Condamner sans distinction, c’est blesser sans le vouloir celles que l’on voudrait - j’en suis certaine - accompagner. Et une femme blessée ne reste pas à l’écoute. Elle ferme la vidéo, pose son téléphone, et rentre un peu plus seule dans sa chambre.
La pédagogie fait partie de la vérité
Je crois que la manière dont on dit les choses n’est pas un détail. Elle fait partie intégrante de l’acte d’enseigner. Un médecin qui annonce un diagnostic sans égard pour la personne en face de lui dit peut-être des choses vraies mais il ne soigne pas pour autant.
Il en va de même dans la transmission de la foi. La vérité portée sans douceur peut faire des dégâts qu’aucune correction théologique ne viendra réparer. Elle peut éloigner de l’Église des femmes qui l’aime, qui cherchent à bien faire, qui portent déjà des croix lourdes.
Je ne demande pas qu’on édulcore l’enseignement. Je demande qu’on le porte avec la prudence du bon pasteur, pas l’assurance d’un procureur.
Ce que je te dis à toi qui lis ces lignes
Si tu te reconnais dans ce texte, si toi aussi tu prends un traitement hormonal pour une raison médicale, si toi aussi tu portes cette tension entre ce que tu aimerais vivre et ce que ton corps te permet, je t’écris depuis la même place que toi.
Tu n’es pas moins catholique pour ça. Tu n’es pas moins aimée. Tu n’es pas en dehors de la grâce.
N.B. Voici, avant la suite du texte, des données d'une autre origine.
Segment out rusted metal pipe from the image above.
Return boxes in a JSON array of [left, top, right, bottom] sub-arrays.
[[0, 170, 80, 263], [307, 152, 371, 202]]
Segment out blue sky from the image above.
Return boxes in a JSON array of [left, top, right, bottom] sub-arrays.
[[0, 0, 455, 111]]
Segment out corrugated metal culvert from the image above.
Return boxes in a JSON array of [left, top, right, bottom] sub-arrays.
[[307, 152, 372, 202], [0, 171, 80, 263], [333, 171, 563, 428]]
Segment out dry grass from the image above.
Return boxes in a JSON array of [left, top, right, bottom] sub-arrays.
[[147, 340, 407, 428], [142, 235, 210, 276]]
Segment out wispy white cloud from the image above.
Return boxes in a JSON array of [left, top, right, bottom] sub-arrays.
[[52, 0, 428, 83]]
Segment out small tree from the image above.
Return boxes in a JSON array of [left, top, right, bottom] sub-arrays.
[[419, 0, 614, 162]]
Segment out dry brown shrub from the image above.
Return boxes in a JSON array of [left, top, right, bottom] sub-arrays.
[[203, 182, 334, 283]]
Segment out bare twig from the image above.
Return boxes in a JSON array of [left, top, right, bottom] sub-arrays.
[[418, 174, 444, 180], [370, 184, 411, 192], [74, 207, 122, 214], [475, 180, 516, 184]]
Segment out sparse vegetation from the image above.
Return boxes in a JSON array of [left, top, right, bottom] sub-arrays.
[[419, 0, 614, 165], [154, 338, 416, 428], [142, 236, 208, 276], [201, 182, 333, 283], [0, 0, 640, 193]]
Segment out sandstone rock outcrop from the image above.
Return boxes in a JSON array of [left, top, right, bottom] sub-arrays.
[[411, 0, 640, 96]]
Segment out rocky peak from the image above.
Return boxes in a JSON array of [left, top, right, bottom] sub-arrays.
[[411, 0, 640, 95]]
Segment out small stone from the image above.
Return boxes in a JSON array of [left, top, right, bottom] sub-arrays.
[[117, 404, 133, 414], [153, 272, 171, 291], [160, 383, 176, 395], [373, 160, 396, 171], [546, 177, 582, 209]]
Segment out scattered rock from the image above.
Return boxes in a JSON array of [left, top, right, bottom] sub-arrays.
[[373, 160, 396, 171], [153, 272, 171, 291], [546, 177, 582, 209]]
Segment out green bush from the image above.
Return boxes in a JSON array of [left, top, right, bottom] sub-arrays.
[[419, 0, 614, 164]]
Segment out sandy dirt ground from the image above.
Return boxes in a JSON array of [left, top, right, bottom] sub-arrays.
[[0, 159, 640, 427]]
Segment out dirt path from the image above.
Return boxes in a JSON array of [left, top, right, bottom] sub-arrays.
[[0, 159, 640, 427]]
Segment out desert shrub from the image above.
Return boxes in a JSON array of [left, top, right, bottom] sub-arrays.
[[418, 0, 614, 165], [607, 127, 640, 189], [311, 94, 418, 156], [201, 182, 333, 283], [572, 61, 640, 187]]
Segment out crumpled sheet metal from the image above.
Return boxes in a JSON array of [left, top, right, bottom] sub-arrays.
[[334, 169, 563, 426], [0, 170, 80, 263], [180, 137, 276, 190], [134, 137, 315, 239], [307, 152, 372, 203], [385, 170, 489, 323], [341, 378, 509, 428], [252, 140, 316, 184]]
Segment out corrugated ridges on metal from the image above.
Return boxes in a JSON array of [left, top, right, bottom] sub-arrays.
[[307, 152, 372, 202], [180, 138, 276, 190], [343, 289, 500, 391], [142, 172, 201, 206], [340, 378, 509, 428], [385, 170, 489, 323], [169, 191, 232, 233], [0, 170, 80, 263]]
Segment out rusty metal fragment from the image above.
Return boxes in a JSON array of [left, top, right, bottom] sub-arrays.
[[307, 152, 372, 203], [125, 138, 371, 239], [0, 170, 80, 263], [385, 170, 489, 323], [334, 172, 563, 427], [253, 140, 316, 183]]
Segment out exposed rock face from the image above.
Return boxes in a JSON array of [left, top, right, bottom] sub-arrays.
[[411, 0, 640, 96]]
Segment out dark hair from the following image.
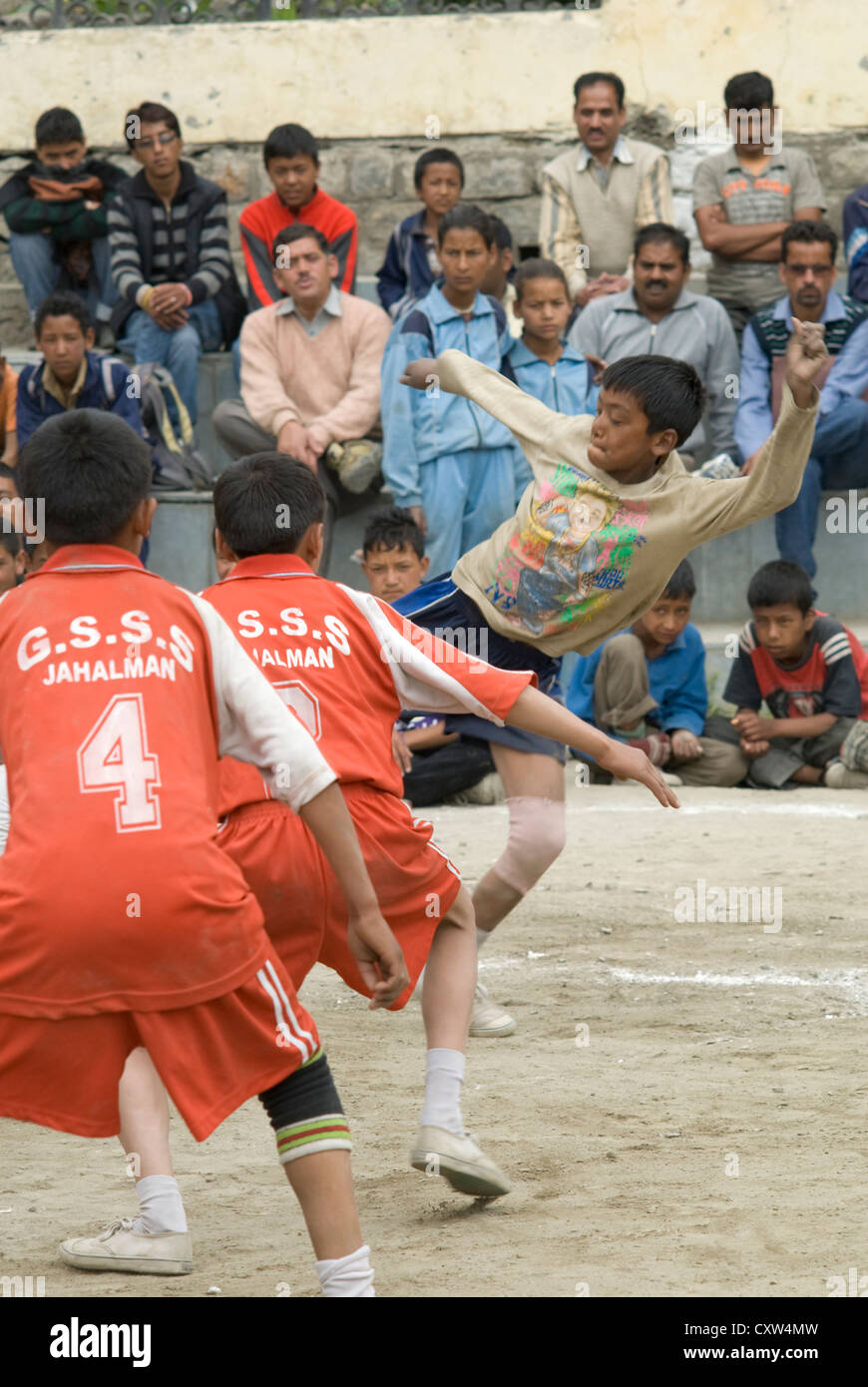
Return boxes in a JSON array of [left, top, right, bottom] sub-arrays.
[[633, 222, 690, 266], [437, 203, 494, 249], [413, 146, 465, 189], [573, 72, 624, 111], [17, 409, 153, 544], [723, 72, 775, 111], [362, 506, 424, 559], [33, 106, 85, 147], [124, 101, 181, 150], [747, 559, 814, 616], [660, 559, 696, 598], [271, 222, 330, 264], [33, 288, 93, 341], [780, 221, 837, 264], [601, 356, 705, 447], [513, 258, 570, 302], [262, 125, 319, 168], [214, 452, 326, 559]]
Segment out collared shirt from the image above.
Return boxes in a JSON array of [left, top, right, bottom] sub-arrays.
[[276, 284, 341, 337], [735, 288, 868, 458]]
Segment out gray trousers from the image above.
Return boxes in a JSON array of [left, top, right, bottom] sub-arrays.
[[594, 631, 747, 785]]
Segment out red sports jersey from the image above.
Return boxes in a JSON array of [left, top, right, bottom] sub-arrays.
[[0, 545, 334, 1020], [203, 554, 537, 815]]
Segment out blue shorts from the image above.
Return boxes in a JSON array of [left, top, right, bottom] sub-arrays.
[[392, 574, 567, 765]]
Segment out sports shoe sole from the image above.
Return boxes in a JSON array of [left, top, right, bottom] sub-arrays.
[[58, 1242, 193, 1276]]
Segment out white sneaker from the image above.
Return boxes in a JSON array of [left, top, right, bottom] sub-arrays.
[[469, 982, 516, 1036], [60, 1217, 193, 1276], [410, 1128, 512, 1199]]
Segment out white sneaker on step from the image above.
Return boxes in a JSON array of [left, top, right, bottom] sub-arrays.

Dieu te voit. Il voit la maladie, Il voit l’intention, Il voit le cœur qui aspire à autre chose. Et dans Sa miséricorde infinie, Il fait la différence entre une femme qui tourne le dos à la vie et une femme qui lutte pour rester en vie.
Parle à un prêtre si tu en as la possibilité, un prêtre avec qui tu te sens libre, pas jugée. Consulte un médecin catholique ou sensible à ces questions si tu cherches un accompagnement qui honore les deux dimensions de ta vie. Prie. Fais confiance à ta conscience formée et éclairée.
Et surtout ne te tais plus, n'aies plus honte. Tu as le droit d’exister dans ces conversations. Ta situation est réelle, elle est légitime, elle mérite d’être entendue.